2010-I love the dandelion plant. Alongside the driveway, left un-mowed, they are now at least a foot high, fully seeded out and gradually releasing their little airships to the wind. I think it is through their usefulness that I have come to appreciate them, but it is their striking robust vigor I’m appreciating now. Is it the intensity of their energy shining through the form that makes them seem so beautiful? By the way, dandelion flowers dredged in a mix of corn meal and chili powder, then fried in olive oil, are absolutely delicious.
I love robins as well. With their plump rusty breasts, hopping gait and beady black eyes, they seem the very emblem of cheerful curiosity as they scrabble around throwing up leaves and uncovering fat worms. Has anyone ever seen a thin, depressed robin? How fortunate I feel to take such pleasure in these common things.
2011- Because of the continuing rain and the scoring job, I was unable to keep up with mowing and things got out of hand; the lawn became a meadow and how beautiful the seeding dandelion stalks looked! Not to mention the birds enjoyed them immensely. One day I watched a rabbit suck in a dandelion stalk like a strand of spaghetti. Finally able to begin the lawn mower assault, I hesitated at the sight of so many different kinds of wild flowers ready to bloom, but I know from the areas that I have let go to meadow, the grasses, in one season, take over pretty much everything else.

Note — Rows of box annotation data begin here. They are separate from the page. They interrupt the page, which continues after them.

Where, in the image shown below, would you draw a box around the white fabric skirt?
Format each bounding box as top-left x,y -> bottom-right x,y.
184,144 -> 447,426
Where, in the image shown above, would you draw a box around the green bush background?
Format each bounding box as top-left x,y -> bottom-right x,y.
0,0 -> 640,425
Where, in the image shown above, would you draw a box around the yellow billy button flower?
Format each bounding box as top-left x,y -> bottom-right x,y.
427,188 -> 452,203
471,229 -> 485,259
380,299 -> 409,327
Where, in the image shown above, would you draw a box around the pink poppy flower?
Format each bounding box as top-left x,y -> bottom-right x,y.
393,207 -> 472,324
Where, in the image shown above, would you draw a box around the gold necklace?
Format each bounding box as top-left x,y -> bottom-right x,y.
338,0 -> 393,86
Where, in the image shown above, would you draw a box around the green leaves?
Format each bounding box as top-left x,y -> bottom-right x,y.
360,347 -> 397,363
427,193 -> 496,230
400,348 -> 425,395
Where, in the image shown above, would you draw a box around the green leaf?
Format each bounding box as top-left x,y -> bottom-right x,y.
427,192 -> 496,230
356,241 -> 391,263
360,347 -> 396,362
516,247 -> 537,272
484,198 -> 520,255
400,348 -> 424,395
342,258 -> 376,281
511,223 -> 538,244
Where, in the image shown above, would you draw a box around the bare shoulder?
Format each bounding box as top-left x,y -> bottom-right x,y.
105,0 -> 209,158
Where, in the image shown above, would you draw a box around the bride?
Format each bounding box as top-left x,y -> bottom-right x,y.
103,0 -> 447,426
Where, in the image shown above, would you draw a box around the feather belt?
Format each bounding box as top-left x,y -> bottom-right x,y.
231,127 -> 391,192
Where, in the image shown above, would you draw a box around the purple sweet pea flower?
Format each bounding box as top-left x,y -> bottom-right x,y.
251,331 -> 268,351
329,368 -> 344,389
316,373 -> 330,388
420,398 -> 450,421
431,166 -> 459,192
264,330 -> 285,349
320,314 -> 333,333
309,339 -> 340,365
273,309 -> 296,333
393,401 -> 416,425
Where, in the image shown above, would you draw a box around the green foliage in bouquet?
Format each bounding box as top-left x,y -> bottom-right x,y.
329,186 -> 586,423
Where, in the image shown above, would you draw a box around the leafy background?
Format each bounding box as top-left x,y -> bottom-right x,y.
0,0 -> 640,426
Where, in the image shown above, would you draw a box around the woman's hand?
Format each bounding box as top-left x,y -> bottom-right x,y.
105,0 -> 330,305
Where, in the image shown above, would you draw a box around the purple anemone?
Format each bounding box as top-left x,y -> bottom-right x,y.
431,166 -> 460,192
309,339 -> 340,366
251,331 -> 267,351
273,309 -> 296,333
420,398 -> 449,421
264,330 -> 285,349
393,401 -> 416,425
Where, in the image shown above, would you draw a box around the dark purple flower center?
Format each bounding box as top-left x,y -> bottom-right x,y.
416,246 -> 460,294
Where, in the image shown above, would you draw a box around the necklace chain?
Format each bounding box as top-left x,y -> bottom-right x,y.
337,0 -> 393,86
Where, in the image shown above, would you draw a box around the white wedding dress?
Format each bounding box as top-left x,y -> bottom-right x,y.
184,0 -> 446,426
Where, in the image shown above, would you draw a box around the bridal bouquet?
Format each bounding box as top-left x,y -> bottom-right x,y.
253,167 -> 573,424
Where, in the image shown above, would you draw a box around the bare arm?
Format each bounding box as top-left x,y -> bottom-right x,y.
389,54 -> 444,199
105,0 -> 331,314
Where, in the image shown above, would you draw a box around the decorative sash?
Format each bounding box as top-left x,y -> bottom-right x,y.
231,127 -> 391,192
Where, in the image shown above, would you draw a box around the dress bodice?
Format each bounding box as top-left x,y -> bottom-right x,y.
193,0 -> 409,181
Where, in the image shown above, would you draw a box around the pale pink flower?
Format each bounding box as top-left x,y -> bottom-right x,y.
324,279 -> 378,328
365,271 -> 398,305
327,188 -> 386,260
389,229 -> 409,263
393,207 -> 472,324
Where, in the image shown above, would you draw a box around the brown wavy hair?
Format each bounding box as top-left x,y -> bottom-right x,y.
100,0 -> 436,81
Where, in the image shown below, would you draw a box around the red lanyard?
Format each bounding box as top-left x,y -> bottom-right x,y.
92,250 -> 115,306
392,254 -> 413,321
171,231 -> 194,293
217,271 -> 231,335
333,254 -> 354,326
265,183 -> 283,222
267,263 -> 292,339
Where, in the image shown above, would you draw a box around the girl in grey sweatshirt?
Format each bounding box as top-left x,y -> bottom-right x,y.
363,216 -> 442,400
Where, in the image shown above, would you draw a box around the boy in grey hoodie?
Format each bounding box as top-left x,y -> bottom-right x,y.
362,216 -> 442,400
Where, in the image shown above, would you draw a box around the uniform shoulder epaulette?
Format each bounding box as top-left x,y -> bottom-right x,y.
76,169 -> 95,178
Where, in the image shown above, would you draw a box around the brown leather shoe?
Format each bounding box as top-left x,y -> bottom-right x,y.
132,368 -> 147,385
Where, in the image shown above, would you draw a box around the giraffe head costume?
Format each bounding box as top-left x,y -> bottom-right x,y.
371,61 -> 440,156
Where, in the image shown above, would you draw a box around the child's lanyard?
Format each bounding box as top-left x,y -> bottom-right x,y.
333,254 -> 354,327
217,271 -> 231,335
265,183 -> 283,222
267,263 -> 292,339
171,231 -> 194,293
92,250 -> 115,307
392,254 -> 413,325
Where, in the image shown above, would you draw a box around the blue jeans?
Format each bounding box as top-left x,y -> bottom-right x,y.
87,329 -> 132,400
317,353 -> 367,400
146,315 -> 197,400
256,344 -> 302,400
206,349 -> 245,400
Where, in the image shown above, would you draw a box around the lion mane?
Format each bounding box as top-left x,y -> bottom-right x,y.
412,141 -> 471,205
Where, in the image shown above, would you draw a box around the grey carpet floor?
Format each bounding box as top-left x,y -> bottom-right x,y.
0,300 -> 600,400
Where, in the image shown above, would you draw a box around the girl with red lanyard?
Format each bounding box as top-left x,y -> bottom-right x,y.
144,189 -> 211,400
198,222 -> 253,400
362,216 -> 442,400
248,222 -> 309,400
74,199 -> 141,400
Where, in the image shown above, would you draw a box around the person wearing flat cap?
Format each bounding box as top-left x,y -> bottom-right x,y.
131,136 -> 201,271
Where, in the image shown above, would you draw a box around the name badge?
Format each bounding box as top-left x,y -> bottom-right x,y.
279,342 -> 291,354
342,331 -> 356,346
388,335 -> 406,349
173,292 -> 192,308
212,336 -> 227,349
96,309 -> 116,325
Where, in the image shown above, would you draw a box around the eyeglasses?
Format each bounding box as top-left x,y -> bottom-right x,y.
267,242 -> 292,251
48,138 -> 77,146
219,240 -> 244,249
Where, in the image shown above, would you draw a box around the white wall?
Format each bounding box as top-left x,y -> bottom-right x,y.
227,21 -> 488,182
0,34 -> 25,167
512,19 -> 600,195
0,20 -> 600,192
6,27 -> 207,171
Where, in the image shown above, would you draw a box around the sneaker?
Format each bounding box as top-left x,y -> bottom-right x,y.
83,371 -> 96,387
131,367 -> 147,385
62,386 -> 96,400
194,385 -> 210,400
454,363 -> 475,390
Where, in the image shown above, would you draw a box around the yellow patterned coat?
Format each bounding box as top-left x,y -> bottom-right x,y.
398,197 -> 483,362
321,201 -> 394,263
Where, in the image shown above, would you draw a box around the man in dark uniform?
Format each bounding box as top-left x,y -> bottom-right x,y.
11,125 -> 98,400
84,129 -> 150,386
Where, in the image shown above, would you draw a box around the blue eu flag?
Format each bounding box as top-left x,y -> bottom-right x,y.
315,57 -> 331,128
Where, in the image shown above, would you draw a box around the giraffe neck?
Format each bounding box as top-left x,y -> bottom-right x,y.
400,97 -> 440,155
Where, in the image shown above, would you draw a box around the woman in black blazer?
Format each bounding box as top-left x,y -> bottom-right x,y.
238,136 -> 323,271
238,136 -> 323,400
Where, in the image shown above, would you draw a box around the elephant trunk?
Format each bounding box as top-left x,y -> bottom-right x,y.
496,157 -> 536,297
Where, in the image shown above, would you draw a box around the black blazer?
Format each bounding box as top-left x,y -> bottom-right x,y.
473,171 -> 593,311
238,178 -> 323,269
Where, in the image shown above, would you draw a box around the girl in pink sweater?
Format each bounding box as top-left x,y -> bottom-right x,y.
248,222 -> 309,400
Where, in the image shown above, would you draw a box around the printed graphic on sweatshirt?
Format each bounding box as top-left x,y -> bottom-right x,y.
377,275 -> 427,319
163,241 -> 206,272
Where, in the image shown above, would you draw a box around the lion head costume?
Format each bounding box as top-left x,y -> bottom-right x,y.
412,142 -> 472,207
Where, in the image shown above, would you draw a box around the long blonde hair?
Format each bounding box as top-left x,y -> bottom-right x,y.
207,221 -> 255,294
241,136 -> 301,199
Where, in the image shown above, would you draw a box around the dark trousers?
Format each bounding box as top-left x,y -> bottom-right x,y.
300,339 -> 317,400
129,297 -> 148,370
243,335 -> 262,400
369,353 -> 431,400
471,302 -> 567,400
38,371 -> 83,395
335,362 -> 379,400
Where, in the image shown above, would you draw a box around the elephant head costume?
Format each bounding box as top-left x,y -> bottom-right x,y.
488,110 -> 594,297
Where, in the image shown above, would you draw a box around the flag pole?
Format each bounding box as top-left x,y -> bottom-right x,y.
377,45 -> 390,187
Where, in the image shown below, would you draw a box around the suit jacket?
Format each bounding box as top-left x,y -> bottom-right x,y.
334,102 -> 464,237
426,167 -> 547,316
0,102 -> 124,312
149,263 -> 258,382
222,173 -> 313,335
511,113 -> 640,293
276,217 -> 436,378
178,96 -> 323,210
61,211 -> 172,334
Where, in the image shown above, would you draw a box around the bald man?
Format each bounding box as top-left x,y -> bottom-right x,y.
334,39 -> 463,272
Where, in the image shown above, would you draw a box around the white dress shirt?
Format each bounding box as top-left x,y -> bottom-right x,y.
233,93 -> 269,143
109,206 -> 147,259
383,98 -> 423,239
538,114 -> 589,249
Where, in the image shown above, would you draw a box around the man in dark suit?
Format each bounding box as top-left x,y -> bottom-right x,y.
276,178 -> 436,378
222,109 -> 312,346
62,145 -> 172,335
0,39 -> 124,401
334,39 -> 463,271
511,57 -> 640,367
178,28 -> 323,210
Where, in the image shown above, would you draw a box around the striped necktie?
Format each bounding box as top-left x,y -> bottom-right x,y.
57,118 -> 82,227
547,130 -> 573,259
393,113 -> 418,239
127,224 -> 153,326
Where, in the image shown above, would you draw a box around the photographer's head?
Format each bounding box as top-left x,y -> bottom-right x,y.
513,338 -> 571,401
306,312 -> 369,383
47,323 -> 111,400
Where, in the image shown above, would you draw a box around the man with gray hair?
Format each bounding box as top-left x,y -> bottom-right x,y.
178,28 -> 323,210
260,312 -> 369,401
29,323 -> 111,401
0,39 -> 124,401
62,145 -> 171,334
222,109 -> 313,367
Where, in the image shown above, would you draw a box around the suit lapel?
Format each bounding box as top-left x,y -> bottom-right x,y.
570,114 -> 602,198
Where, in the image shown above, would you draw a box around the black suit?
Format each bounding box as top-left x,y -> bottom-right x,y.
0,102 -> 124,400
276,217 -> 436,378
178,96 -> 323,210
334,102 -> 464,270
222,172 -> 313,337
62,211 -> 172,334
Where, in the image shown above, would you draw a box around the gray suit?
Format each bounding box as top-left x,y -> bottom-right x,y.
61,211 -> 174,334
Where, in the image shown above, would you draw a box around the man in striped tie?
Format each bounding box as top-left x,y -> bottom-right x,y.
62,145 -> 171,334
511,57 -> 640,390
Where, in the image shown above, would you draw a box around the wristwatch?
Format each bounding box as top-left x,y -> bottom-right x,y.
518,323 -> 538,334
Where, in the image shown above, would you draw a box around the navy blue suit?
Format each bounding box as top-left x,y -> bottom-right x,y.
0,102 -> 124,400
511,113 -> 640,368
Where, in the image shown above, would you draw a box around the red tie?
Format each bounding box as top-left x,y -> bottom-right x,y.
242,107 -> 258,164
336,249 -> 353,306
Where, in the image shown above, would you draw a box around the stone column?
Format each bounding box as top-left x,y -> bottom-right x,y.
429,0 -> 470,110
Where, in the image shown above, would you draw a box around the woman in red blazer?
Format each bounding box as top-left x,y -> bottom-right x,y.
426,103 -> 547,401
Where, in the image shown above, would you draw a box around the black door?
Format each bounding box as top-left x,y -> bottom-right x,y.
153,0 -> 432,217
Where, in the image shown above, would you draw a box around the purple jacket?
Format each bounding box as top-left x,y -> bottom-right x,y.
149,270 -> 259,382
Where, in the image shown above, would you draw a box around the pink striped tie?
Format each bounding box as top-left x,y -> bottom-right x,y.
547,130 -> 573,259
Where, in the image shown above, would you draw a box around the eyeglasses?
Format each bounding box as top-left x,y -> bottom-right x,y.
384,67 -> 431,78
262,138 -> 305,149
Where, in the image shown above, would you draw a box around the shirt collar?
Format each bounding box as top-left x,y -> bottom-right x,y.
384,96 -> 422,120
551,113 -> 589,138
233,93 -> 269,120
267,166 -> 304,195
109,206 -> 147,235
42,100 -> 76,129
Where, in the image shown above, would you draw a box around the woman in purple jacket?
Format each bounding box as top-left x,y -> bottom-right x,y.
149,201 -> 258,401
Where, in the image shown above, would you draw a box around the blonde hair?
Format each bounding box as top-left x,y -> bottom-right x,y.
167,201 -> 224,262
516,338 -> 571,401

The wet, cloudy, cool weather continues almost without a break day after day. Even when it isn’t actually raining the mist is so thick you end up soaking wet anyway. The plants seem to love it, growing in jungle like thickness but the lilac flowers that bloomed so heavily and profusely quickly rotted on their stems. I can’t put in the hot weather things I started, or even put them outside for more light and they are stunted and pale. it’s a pity and I don’t think they will be able to recover. I might re-start some directly from seed if it ever warms up, but they will be so far behind.
The distant chainsaw
And the hummingbirds’ buzz prune
This May miasma.
Only the tangled shrubbery's
Need of shears motivates me.
2012-The wild roses are beginning but as I walked around the yard burying my face in the opening buds, I realized it was queerly silent. They should be vibrating with the buzzing of bees but I could find only one-a bumblebee. There were some honeybees in the crocuses earlier this spring and I felt hopeful, but today--not one. How can this be? What does it mean? Is it Silent Spring? The ash tree-the centerpiece of the yard, the only shade in summer-appears to be dying as well. Emerald ash borer? A disease it’s seemed to have on and off for years? A hummingbird habitually sits on one of its bare little twigs-today even it is gone.
2013-Amazingly, a few of the pumpkin plants have survived the frost, (after being turned to slime all the way back to the first leaf node) shooting out new leaves with a vengeance. Yesterday one actually produced a flower. The apple trees and the nectarine seem unharmed as well, and covered with tiny green fruits.